That year, in Soweto, he and a friend opened the first black law partnership in South Africa(Conolly 2000, 99). Mandela joined the ANC in 1944 and helped form the organization’s Youth League. In 1948, the South African government established its policy of apartheid. The ANC called for equality for all races and began leading open resistance to the government. In 1956, the government charged Mandela with treason and other serious crimes, but he was found not guilty in 1961. The government had outlawed the ANC in 1960, but Mandela renewed the protests and went into hiding.

One night in 1963 Nelson and Winnie were awakened by the South African police.(Derenberg 1991, 104). The police took Nelson away to jail. . He was sentenced to life imprisonment. Nelson was sent to Robben Island.

That was the state’s most guarded prison, ships couldn’t come near it. It was considered a prison that no one could escape from. In 1983 and 1984 headlines started saying things like FREE MANDELA and LET MANDELA GO. People wanted to free Nelson so much that the whole world started to notice. Soon the United States and Great Britain were naming streets and parks after him.

Human rights groups and universities were giving him honors and awards(Conolly 2000, 155). In 1984 a reporter was allowed to see Nelson for the first time. Nelson was offered his freedom in 1985 by president Botha, but Nelson refused it. Botha said that in order to go free Nelson had to agree to a lot of conditions: he had to live in the transkei and formally reject violence, among others. Nelson refused(Steoff 1990 168).

In 1989 F.W. de Klerk became the president of South Africa instead of Botha. In 1990 de Klerk made some amazing statements: The ANC and sixty other organizations would be allowed to operate legally. Restrictions on three hundred and seventy-four people would be lifted. There would be a temporary halt to executions.

The national state of emergency would soon be lifted. The government was committed to implementing a new constitution with no domination. And I am now in a position to announce that Mr. Nelson Mandela will be released at Victor Verster Prison. .

. . We would like Mr. Mandela’s release to take place in a dignified and orderly manner(Derenberg 1991, 190). On Sunday the 11th of February 1990 at 4:15 Nelson Mandela was finally free.

He had been in jail for 27 years. After leaving prison, Mandela agreed to suspend an armed struggle the ANC had been waging against the South African government. Over the objections of more radical ANC members, he urged conciliation with South African President de Klerk and other government leaders. He sought to obtain political power for the country’s blacks in a peaceful way(Katz 1995, 99). In 1990 and 1991, the government repealed the laws that formed the legal basis of apartheid.

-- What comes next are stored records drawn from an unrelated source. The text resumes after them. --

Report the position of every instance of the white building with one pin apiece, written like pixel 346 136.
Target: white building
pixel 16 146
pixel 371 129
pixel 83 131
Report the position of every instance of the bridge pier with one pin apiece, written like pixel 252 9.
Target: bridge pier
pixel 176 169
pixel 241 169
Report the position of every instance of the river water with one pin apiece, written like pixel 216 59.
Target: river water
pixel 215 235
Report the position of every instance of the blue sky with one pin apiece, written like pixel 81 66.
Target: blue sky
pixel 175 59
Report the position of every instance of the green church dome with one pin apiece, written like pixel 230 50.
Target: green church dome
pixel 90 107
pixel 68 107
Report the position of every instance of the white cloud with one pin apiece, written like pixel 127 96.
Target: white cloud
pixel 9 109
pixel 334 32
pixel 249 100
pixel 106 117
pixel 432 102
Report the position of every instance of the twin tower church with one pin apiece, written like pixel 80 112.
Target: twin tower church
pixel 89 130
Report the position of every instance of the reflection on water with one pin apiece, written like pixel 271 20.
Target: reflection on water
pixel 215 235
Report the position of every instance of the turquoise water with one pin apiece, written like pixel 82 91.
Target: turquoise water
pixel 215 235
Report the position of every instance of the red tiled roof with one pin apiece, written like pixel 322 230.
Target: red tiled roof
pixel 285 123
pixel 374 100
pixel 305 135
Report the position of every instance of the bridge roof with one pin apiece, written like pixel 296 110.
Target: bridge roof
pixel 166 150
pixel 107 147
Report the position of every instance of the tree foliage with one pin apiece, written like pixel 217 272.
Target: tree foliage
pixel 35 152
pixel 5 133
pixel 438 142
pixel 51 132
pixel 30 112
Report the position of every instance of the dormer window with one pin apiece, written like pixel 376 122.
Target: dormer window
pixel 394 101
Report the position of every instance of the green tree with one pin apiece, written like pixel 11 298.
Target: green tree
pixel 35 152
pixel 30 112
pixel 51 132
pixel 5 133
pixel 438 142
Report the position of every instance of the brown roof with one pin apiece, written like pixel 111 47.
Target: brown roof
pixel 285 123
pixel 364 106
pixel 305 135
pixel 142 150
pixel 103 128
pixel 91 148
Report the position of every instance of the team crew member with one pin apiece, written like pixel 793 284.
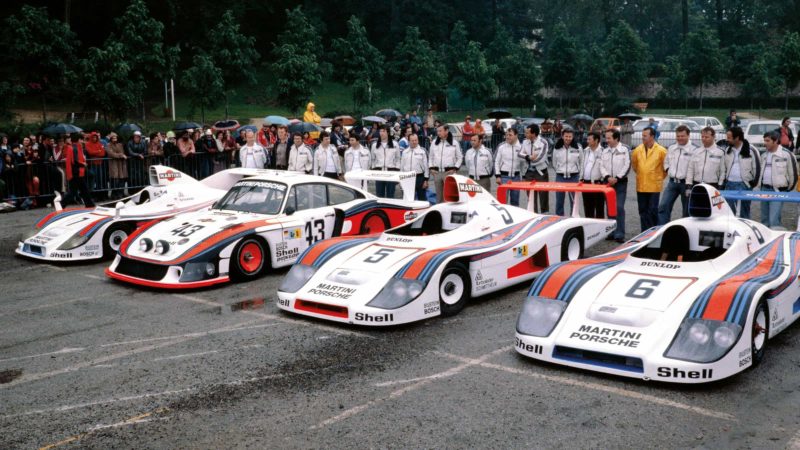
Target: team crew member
pixel 780 174
pixel 415 159
pixel 445 159
pixel 300 157
pixel 507 162
pixel 743 167
pixel 593 203
pixel 616 163
pixel 385 157
pixel 567 161
pixel 708 163
pixel 677 162
pixel 534 150
pixel 647 161
pixel 480 166
pixel 326 158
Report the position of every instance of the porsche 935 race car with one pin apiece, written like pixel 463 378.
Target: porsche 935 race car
pixel 91 233
pixel 467 246
pixel 262 222
pixel 690 302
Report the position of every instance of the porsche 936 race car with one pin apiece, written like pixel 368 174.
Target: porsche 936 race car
pixel 467 246
pixel 92 233
pixel 690 302
pixel 262 222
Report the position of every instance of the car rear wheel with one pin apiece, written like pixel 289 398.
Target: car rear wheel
pixel 454 289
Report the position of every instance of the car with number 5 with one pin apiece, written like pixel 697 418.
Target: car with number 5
pixel 690 302
pixel 262 222
pixel 467 246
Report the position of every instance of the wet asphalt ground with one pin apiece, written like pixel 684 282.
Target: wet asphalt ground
pixel 87 362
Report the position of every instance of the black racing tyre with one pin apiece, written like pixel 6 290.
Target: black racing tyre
pixel 454 289
pixel 759 332
pixel 572 245
pixel 374 222
pixel 249 259
pixel 114 236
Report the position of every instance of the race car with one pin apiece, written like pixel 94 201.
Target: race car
pixel 80 234
pixel 690 302
pixel 262 222
pixel 469 245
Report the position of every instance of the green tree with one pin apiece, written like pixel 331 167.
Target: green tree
pixel 41 49
pixel 700 51
pixel 474 77
pixel 204 79
pixel 789 64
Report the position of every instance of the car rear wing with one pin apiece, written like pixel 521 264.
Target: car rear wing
pixel 546 186
pixel 406 180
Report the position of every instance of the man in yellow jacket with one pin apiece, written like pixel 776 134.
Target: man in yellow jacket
pixel 647 160
pixel 311 116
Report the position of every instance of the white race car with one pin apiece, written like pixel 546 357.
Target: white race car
pixel 262 222
pixel 79 234
pixel 467 246
pixel 690 302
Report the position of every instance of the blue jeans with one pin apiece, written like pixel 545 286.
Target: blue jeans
pixel 560 197
pixel 671 193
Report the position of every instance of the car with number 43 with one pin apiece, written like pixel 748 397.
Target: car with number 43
pixel 467 246
pixel 262 222
pixel 690 302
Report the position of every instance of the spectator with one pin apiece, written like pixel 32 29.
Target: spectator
pixel 679 158
pixel 594 203
pixel 385 157
pixel 252 155
pixel 507 162
pixel 480 166
pixel 616 163
pixel 743 167
pixel 647 160
pixel 117 166
pixel 415 159
pixel 780 175
pixel 445 158
pixel 326 158
pixel 535 151
pixel 567 162
pixel 300 157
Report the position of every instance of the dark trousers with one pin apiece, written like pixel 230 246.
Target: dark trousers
pixel 648 208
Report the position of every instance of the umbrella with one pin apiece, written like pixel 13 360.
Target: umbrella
pixel 374 119
pixel 500 114
pixel 61 128
pixel 389 114
pixel 276 120
pixel 226 125
pixel 182 126
pixel 303 127
pixel 345 120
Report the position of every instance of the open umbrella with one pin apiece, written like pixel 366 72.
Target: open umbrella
pixel 499 114
pixel 61 128
pixel 182 126
pixel 374 119
pixel 276 120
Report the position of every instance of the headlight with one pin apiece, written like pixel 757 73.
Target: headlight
pixel 298 276
pixel 397 293
pixel 539 316
pixel 75 241
pixel 703 341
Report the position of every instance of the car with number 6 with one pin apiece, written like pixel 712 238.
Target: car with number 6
pixel 262 222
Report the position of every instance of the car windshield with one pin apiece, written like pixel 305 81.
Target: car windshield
pixel 262 197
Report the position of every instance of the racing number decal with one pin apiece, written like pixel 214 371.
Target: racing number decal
pixel 643 288
pixel 379 255
pixel 187 230
pixel 319 224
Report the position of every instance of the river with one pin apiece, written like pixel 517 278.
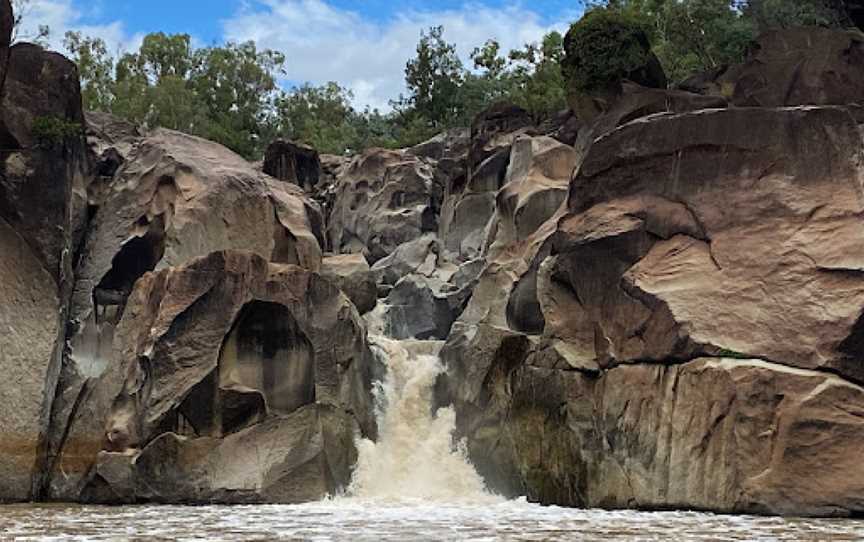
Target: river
pixel 412 484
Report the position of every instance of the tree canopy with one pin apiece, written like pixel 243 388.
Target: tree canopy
pixel 231 93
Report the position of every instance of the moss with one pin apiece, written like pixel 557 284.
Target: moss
pixel 726 353
pixel 53 130
pixel 604 47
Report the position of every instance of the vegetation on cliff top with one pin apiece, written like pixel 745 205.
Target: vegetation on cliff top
pixel 231 94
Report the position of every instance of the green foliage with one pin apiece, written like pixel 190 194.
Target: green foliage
pixel 726 353
pixel 52 130
pixel 604 47
pixel 785 14
pixel 95 68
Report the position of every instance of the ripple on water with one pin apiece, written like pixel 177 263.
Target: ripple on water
pixel 354 519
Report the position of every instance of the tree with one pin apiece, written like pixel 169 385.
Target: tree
pixel 21 10
pixel 433 79
pixel 540 86
pixel 319 116
pixel 604 47
pixel 236 83
pixel 95 68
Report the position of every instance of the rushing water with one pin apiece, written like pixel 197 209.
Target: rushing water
pixel 358 520
pixel 412 484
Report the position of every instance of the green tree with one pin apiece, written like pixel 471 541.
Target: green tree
pixel 236 83
pixel 538 84
pixel 320 116
pixel 95 68
pixel 433 78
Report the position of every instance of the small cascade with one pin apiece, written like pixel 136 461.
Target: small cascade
pixel 415 457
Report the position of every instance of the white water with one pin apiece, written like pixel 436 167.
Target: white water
pixel 415 457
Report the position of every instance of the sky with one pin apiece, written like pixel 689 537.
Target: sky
pixel 362 45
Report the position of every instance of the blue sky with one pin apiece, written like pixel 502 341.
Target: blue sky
pixel 361 44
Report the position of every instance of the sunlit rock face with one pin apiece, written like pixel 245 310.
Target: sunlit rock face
pixel 702 278
pixel 41 210
pixel 221 357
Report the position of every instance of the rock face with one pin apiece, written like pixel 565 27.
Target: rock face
pixel 230 358
pixel 384 199
pixel 806 66
pixel 656 307
pixel 705 270
pixel 292 162
pixel 41 207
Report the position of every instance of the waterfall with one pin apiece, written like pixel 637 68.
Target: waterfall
pixel 415 457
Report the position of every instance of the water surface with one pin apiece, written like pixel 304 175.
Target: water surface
pixel 351 519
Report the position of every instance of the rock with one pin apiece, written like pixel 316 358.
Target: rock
pixel 674 337
pixel 293 162
pixel 420 256
pixel 384 199
pixel 802 66
pixel 176 198
pixel 291 459
pixel 535 187
pixel 351 273
pixel 735 436
pixel 42 205
pixel 7 24
pixel 196 344
pixel 421 308
pixel 710 276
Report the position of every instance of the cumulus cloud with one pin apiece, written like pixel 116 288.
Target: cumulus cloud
pixel 63 15
pixel 324 43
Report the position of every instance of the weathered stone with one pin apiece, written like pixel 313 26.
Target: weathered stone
pixel 293 162
pixel 193 341
pixel 352 274
pixel 733 436
pixel 42 206
pixel 802 66
pixel 384 199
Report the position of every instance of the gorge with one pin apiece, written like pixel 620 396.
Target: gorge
pixel 653 302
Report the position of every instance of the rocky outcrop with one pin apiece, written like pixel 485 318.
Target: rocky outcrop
pixel 688 321
pixel 804 66
pixel 175 198
pixel 294 163
pixel 260 367
pixel 42 175
pixel 352 274
pixel 384 199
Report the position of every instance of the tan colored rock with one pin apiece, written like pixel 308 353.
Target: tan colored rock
pixel 776 197
pixel 195 346
pixel 30 330
pixel 801 66
pixel 42 213
pixel 384 199
pixel 351 272
pixel 735 436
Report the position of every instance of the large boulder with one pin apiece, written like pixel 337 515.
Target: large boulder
pixel 801 66
pixel 384 199
pixel 704 275
pixel 221 357
pixel 351 272
pixel 43 165
pixel 175 198
pixel 294 163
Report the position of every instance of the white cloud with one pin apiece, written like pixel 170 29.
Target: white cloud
pixel 62 15
pixel 323 43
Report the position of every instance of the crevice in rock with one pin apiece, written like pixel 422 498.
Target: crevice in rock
pixel 138 256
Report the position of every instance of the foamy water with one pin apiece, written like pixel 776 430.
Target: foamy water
pixel 357 520
pixel 414 484
pixel 415 457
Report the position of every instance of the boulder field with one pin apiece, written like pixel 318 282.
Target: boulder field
pixel 657 307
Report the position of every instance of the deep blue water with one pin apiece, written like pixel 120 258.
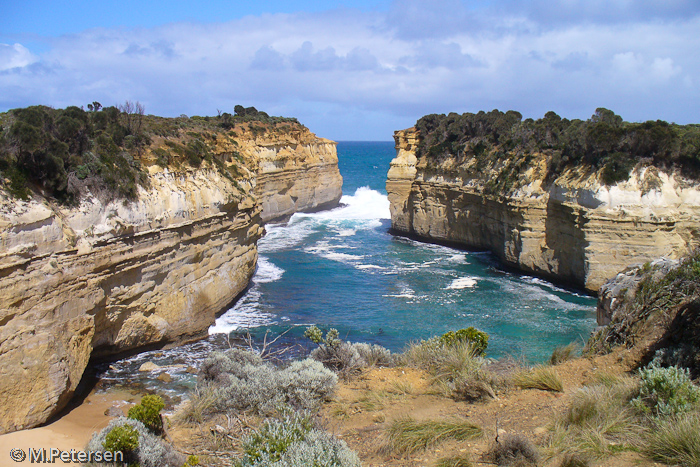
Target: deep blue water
pixel 343 269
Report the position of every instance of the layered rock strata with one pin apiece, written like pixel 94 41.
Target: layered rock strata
pixel 297 172
pixel 109 276
pixel 572 229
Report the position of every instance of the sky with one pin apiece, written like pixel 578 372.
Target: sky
pixel 356 70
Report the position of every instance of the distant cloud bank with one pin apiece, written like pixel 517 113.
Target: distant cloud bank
pixel 355 75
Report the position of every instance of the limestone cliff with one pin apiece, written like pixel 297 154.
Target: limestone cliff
pixel 297 172
pixel 573 228
pixel 655 308
pixel 107 276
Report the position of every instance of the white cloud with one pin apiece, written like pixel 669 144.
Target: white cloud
pixel 329 68
pixel 15 56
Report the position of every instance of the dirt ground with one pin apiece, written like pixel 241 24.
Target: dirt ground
pixel 364 407
pixel 360 412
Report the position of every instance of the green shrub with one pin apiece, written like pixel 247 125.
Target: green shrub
pixel 241 381
pixel 478 339
pixel 293 442
pixel 344 357
pixel 407 435
pixel 148 412
pixel 574 460
pixel 666 391
pixel 122 438
pixel 675 441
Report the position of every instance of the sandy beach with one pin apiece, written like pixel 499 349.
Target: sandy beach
pixel 72 430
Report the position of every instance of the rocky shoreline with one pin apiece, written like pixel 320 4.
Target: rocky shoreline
pixel 106 277
pixel 573 229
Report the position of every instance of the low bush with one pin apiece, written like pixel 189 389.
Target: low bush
pixel 666 391
pixel 513 450
pixel 124 439
pixel 455 461
pixel 478 339
pixel 374 355
pixel 151 451
pixel 293 442
pixel 407 435
pixel 148 412
pixel 574 460
pixel 240 380
pixel 539 377
pixel 675 441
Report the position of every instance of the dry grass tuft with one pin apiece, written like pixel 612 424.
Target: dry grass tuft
pixel 675 441
pixel 407 435
pixel 541 377
pixel 455 461
pixel 514 450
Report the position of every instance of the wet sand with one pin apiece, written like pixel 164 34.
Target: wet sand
pixel 71 430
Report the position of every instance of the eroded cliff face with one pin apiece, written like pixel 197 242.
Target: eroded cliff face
pixel 572 229
pixel 297 172
pixel 111 276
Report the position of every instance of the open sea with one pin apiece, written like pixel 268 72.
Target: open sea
pixel 343 269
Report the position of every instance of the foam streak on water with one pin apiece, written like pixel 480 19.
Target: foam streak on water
pixel 341 268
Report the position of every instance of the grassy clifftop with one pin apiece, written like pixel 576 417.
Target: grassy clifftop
pixel 604 143
pixel 61 152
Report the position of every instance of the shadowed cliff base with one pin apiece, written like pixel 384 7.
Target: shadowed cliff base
pixel 125 230
pixel 576 200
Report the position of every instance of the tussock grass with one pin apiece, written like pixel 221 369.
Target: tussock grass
pixel 340 410
pixel 599 422
pixel 610 379
pixel 402 387
pixel 203 401
pixel 514 450
pixel 373 400
pixel 445 362
pixel 675 441
pixel 407 435
pixel 574 460
pixel 541 377
pixel 563 354
pixel 455 461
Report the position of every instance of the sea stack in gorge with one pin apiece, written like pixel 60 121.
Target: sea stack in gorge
pixel 523 191
pixel 149 259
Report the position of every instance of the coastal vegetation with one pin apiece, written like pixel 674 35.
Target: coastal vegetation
pixel 256 411
pixel 61 153
pixel 604 144
pixel 648 412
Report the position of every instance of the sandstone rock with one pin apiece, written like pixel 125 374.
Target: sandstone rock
pixel 164 377
pixel 149 366
pixel 108 276
pixel 114 411
pixel 572 229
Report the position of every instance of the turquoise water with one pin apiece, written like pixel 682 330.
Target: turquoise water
pixel 343 269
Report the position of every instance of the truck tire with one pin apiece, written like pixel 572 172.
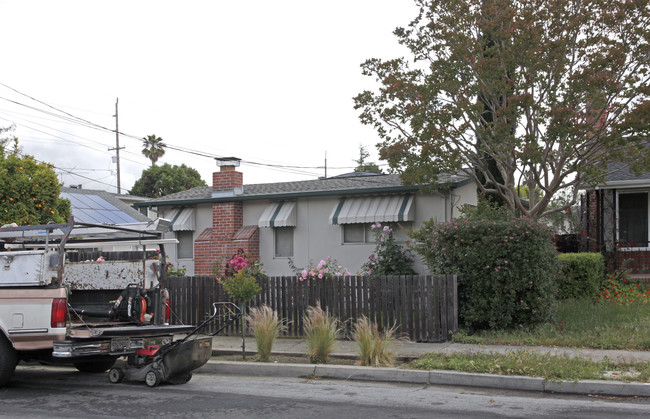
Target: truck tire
pixel 8 360
pixel 101 365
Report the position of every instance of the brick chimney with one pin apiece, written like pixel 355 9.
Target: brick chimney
pixel 227 178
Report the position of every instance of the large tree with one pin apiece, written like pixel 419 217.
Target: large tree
pixel 29 191
pixel 363 165
pixel 550 91
pixel 153 148
pixel 158 181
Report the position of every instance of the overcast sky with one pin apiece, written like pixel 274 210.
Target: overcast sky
pixel 268 81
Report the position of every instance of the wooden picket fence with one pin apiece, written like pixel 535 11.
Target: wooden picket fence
pixel 423 308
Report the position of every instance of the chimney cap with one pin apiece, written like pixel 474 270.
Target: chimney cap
pixel 227 161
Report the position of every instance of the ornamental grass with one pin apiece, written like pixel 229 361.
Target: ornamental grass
pixel 266 326
pixel 321 331
pixel 373 345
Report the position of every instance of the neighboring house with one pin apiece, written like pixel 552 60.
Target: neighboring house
pixel 615 219
pixel 101 207
pixel 303 221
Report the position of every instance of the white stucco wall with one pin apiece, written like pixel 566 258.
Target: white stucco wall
pixel 203 220
pixel 315 238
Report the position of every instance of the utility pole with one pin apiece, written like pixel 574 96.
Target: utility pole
pixel 117 148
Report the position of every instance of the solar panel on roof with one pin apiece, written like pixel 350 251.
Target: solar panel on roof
pixel 95 209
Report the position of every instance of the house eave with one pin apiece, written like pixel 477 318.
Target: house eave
pixel 293 195
pixel 622 184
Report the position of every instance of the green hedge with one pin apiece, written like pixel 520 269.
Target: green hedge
pixel 582 274
pixel 506 269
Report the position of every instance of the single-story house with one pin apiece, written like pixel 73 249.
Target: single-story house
pixel 615 219
pixel 302 221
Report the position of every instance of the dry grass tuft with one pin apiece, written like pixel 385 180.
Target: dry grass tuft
pixel 373 345
pixel 321 331
pixel 266 327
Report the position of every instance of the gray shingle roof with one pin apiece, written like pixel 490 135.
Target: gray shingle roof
pixel 339 185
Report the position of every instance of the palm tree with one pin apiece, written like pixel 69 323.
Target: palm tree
pixel 153 148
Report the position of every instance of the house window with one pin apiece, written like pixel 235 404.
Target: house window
pixel 185 246
pixel 633 219
pixel 283 237
pixel 357 233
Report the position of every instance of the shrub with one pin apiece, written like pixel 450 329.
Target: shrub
pixel 506 268
pixel 320 330
pixel 266 327
pixel 373 345
pixel 242 286
pixel 582 274
pixel 389 258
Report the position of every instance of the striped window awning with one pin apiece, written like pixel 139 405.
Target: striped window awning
pixel 375 208
pixel 182 220
pixel 279 214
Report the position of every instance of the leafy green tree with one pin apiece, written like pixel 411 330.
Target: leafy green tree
pixel 362 165
pixel 29 191
pixel 158 181
pixel 571 77
pixel 153 148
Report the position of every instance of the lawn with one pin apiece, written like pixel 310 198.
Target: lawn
pixel 579 324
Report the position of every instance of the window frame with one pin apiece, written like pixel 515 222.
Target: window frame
pixel 618 219
pixel 275 242
pixel 183 236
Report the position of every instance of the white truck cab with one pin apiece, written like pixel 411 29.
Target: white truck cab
pixel 58 304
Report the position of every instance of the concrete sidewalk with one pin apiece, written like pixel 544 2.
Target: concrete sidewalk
pixel 406 350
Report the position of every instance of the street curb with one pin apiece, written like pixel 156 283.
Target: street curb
pixel 452 378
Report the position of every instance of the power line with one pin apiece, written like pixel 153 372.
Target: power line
pixel 89 124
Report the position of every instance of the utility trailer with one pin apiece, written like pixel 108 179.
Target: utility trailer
pixel 60 305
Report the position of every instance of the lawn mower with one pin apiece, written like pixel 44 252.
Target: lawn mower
pixel 173 362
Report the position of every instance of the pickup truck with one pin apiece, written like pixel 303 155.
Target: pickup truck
pixel 68 296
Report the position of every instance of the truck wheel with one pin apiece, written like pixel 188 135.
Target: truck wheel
pixel 95 366
pixel 152 379
pixel 115 375
pixel 8 360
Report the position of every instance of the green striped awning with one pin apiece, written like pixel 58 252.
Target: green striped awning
pixel 374 208
pixel 279 214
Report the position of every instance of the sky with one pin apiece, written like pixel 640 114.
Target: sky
pixel 269 82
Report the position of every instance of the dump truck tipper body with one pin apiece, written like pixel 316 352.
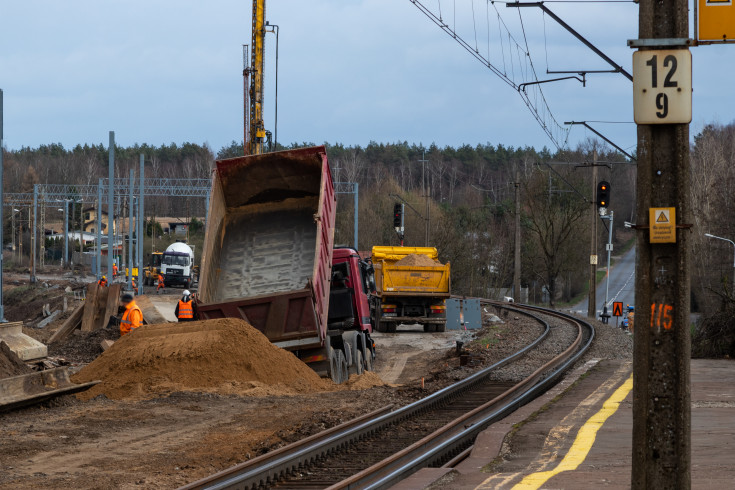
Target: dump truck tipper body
pixel 267 255
pixel 409 293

But Mandela also negotiated an end to other forms of racial injustice, including laws that denied blacks the right to vote in national and provincial elections. The first truly open national elections in which all races could vote were held in April 1994. The ANC won a majority of the seats in the country’s National Assembly, and Mandela became president(Conolly 2000, 145). After his release in 1990 he played a pivotal role as ANC president in negotiating the end of apartheid. In 1993 he shared the Nobel Peace Prize with South African President F.W.

de Clerk and a year later, at age 75, was elected president himself. On Dec. 10, 1996 amid chants of Power to the people! Mandela signed the country’s new constitution, which includes sweeping human-rights and antidiscrimination guarantees. Mandela stepped down a president in June 1999, having groomed Deputy President Thabo Mbeki as his successor for years. He left behind a country still troubled by racial hatred, crushing poverty and staggering violent crime.

But he remains the most revered man in the country, credited with a remarkable transition from tyranny to democracy, and a commitment to reconciliation that saved the country from a violent bloodbath. After a messy divorce from his high-profile wife Winnie Madikizela in 1996, he married Graca Machel, widow of former Mozambican president Samora Machel, on his 80th birthday in July 1998. Upon his retirement, he said he planned to enjoy the peace and freedom that took a lifetime to achieve, living in his native Eastern Cape village, spending time with his wife and grandchildren and writing his memoirs(Conolly 2000, 199).